Leu’s research indicates that wading birds use living shorelines for habitat at least as much as they use natural fringe salt marshes. Thus, living shorelines hold promise for bird conservation by way of providing valuable habitat that isn’t available with harder methods of shoreline stabilization like bulkheads and riprap.
For students who aren’t yet sure if they want to do bird-related research, Cristol’s ornithology class provides an introduction to the field. Lecture information includes everything from the physics of flight to why owls ears’ are asymmetrical, while labs consist mostly of outside trips to identify and observe birds in their natural habitat.
The Bird Club of W&M also encourages students to experience the cheering benefits of birds. W&M students are invited to attend popular Friday afternoon bird walks, and binoculars are provided. All levels of bird-watchers are welcome, from first-timers to experts.
“Friday afternoon!” said Cristol. “At other schools, people might be doing something different to get ready for the weekend. Here, they go birdwatching, which is fantastic!”
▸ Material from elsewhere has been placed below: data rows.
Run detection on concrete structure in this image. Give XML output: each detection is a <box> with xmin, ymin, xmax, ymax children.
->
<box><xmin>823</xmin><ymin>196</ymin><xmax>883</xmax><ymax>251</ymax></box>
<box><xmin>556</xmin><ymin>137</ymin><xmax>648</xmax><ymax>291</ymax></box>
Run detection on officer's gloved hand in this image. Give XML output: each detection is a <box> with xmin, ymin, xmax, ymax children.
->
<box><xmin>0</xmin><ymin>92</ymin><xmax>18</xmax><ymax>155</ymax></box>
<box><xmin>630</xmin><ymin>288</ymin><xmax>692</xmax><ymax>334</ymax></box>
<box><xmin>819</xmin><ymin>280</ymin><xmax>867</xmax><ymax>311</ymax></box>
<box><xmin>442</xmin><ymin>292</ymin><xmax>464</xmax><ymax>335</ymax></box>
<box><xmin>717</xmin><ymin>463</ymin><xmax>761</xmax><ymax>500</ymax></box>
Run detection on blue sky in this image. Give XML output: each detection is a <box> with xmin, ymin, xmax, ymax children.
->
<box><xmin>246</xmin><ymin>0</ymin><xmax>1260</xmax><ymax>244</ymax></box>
What can the general public do to help birds?
One of the biggest challenges birds face is loss of habitat, so creating habitat with an emphasis on native plants is a powerful move that gives birds food to eat, water for drinking and bathing and locations to shelter and nest. Native plants host native bugs, which are the best food for native birds. Even small yards make a difference, and that difference is amplified when neighbors join the effort, creating larger patches of uninterrupted habitat.
Homeowners can also add decals, dangling cords and other treatments to windows to decrease the likelihood of window collisions.
Additionally, light pollution interferes with bird navigation and migration, so installing shielded light fixtures and turning off outdoor lights or using motion sensors are more bird-friendly options.
Catios are another thing to consider. Domestic cats kill a whopping 2.4 billion birds each year. Catios are the next best thing to roaming free, allowing cats to breathe fresh air and experience the outdoors without killing birds or being exposed to outside dangers.
Community science is an effective way to participate in bird conservation.
Also called citizen science, these projects allow non-scientists to participate in conservation research by providing valuable data.
The CCB monitors Osprey Watch and the Nightjar Survey Network. The website provides guidance for newcomers to osprey observation, while the Nightjar Survey Network is best for more experienced birders who can identify species by their calls.
“Small steps can make a huge difference, especially when people work together,” said Cristol. “Researchers here at W&M and around the world are determined that birds will brighten human lives for generations. The efforts of the general public can play a huge role. Maybe this year, when people send that holiday card adorned with cheerful birds, they can also head out into the yard to plant a native shrub and spread a little cheer for the birds as well.”